[SciPy-user] linear regression
Robert Kern
robert.kern@gmail....
Wed May 27 18:35:10 CDT 2009
>> For "y=f(x)" models, this is true. Both y and x can be multivariate,
>> and you can express the covariance of the uncertainties for each, but
>> not covariance between the y and x uncertainties. This is because of
>> the numerical tricks used for efficient implementation
> In this case, OLS would still be unbiased in the linear case, but
> maybe not efficient.
Are you sure? I see significant deviations using a simple example
(albeit one which is utterly rigged in ODR's favor).

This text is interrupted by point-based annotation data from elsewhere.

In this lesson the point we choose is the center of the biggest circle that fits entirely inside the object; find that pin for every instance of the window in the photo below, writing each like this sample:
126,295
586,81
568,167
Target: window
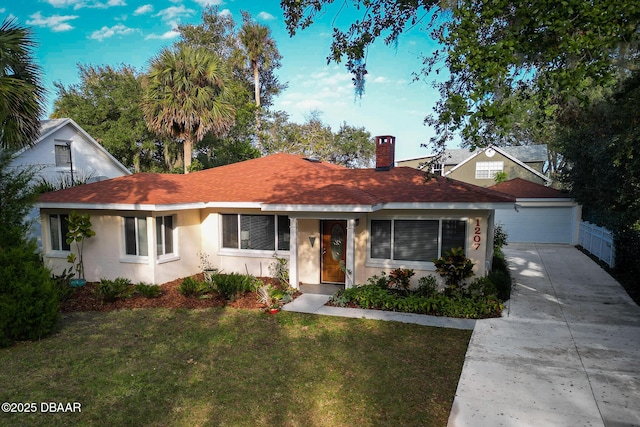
164,235
255,232
488,170
58,228
63,155
135,236
415,240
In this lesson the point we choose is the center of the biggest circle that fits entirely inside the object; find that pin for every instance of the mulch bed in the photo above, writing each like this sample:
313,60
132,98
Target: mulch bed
85,299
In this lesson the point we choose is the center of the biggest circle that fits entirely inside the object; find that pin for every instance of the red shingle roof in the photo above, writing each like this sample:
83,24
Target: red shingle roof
522,188
278,179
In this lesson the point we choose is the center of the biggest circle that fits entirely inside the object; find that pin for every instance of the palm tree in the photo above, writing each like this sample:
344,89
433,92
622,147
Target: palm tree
185,96
260,49
21,92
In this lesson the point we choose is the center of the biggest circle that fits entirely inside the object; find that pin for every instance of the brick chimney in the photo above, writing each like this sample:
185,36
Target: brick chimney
385,152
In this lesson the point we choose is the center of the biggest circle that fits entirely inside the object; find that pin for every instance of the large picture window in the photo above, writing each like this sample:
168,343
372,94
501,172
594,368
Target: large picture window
255,232
58,228
415,240
135,236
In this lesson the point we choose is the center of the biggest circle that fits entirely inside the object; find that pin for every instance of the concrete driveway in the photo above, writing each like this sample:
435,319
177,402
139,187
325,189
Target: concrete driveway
565,353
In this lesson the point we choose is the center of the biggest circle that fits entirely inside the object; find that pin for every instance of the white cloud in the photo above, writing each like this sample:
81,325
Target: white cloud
65,3
56,23
174,13
205,3
325,90
147,8
106,32
265,16
79,4
166,36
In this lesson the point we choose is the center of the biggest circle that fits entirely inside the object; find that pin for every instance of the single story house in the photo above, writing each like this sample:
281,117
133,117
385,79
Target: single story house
333,224
480,167
541,214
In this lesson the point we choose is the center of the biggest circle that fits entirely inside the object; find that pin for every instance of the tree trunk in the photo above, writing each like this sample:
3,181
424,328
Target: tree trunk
256,86
188,148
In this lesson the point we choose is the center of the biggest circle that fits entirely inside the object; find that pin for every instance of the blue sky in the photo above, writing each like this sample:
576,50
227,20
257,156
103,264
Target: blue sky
115,32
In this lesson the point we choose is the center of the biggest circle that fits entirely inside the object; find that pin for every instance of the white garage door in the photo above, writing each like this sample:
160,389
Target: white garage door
538,224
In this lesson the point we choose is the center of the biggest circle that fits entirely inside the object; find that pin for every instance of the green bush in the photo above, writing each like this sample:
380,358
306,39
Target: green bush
148,291
454,266
230,285
62,284
28,299
113,290
462,305
501,279
427,286
500,237
189,287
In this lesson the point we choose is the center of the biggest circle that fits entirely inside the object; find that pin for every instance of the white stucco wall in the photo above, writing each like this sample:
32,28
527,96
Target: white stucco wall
477,251
104,254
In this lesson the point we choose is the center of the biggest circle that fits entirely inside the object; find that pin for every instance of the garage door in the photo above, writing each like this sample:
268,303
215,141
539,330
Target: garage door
538,224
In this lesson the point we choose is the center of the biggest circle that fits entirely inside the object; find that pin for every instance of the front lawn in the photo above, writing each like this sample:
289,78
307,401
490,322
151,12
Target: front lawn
227,366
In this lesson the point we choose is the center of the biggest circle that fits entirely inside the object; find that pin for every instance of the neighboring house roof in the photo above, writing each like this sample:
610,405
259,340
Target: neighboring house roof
48,127
282,180
524,153
506,154
523,189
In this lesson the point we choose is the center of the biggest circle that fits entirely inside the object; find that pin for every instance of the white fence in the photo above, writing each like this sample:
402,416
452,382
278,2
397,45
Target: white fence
598,241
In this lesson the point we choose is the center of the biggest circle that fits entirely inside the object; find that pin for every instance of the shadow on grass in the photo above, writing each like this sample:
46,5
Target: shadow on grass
235,367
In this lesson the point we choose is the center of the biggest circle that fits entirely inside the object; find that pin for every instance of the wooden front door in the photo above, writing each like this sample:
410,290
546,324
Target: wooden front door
334,251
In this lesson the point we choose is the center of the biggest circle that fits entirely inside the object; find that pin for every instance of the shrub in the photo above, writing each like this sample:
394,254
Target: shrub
229,286
462,306
501,280
400,278
189,287
500,237
148,291
113,290
28,299
454,267
381,281
62,284
280,270
427,286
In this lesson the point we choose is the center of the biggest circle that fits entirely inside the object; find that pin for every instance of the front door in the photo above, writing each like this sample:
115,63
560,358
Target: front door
334,251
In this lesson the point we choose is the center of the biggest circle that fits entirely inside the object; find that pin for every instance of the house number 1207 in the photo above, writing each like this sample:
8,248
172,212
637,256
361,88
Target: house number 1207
477,235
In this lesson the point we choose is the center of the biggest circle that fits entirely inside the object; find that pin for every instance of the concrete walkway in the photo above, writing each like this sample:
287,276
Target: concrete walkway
315,304
565,353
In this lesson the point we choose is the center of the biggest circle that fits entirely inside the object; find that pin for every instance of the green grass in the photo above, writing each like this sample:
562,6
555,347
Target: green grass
229,367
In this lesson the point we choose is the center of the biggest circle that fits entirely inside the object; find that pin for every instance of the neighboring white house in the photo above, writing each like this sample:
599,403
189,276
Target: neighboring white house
64,150
63,153
333,224
541,214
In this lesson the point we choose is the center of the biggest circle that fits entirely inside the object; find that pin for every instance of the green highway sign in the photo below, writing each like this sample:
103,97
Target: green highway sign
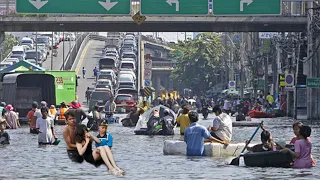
174,7
103,7
313,82
246,7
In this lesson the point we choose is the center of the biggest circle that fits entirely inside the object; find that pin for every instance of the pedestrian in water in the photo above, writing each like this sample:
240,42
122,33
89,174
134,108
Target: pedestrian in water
83,72
45,126
302,148
4,136
11,117
84,146
32,121
2,108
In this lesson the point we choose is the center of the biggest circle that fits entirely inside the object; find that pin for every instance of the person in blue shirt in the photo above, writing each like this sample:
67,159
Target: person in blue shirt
195,136
84,72
104,137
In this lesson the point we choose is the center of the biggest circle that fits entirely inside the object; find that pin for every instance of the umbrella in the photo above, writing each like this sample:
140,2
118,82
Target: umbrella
191,101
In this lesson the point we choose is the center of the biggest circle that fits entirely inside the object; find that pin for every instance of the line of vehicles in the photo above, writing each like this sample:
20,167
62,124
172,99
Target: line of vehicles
118,72
36,48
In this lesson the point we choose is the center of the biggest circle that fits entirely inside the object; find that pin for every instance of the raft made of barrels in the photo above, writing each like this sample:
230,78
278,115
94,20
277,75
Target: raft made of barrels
263,159
172,147
259,114
245,124
60,122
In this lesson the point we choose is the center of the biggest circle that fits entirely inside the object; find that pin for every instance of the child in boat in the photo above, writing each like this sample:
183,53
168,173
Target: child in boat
302,148
266,145
296,127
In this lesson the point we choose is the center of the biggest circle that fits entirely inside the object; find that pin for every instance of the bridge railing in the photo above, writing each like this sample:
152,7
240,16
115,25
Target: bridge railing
71,56
7,8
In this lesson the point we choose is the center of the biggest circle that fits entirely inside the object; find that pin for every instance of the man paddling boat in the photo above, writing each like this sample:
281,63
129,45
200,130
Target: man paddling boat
195,136
222,125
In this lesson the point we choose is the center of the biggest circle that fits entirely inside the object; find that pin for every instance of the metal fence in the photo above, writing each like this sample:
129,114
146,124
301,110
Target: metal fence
71,56
7,8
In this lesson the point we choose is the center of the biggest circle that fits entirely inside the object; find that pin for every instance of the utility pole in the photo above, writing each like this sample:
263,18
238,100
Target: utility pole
309,53
63,60
266,75
52,51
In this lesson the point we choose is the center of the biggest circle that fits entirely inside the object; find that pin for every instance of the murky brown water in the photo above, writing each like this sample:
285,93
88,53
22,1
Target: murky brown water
142,158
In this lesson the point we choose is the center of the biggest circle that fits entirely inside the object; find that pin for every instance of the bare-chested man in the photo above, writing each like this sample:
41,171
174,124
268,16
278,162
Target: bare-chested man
69,137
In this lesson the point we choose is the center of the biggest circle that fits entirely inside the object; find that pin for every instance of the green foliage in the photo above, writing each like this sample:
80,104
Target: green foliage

The X
uncertainties start small and grow with increasing X. The Y
uncertainties start large and shrink with increasing X. Plotting the
estimates shows some strange structure in the OLS estimates.
import numpy as np
from scipy.odr import RealData, ODR
from scipy.odr.models import unilinear
beta_true = np.array([-0.47960828215176365, 5.47674024758398481])
p_x = np.array([0.,.9,1.8,2.6,3.3,4.4,5.2,6.1,6.5,7.4])
p_y = beta_true[0] * p_x + beta_true[1]
p_sx = np.array([.03,.03,.04,.035,.07,.11,.13,.22,.74,1.])
p_sy = np.array([1.,.74,.5,.35,.22,.22,.12,.12,.1,.04])
def random_betas(n=500, prng=np.random):
""" Compute random parameter vectors from both ODR and OLS by generating
random data and fitting it.
"""
odr_betas = []
ols_betas = []
for i in range(n):
x = np.random.normal(p_x, p_sx)
y = np.random.normal(p_y, p_sy)
# ODR:
data = RealData(x, y, sx=p_sx, sy=p_sy)
odr = ODR(data, unilinear, beta0=[1., 1.])
odr_out = odr.run()
odr_betas.append(odr_out.beta)
# Weighted OLS:
A = np.ones((len(x), 2))
A[:,0] = x
# Weight by the Y error.
A /= p_sy[:,np.newaxis]
b, res, rank, s = np.linalg.lstsq(A, y/p_sy)
ols_betas.append(b)
# Alternately:
#ols = ODR(data, unilinear, beta0=[1., 1.])
#ols.set_job(fit_type=2)
#ols_out = ols.run()
#ols_betas.append(ols_out.beta)
return np.array(odr_betas).T, np.array(ols_betas).T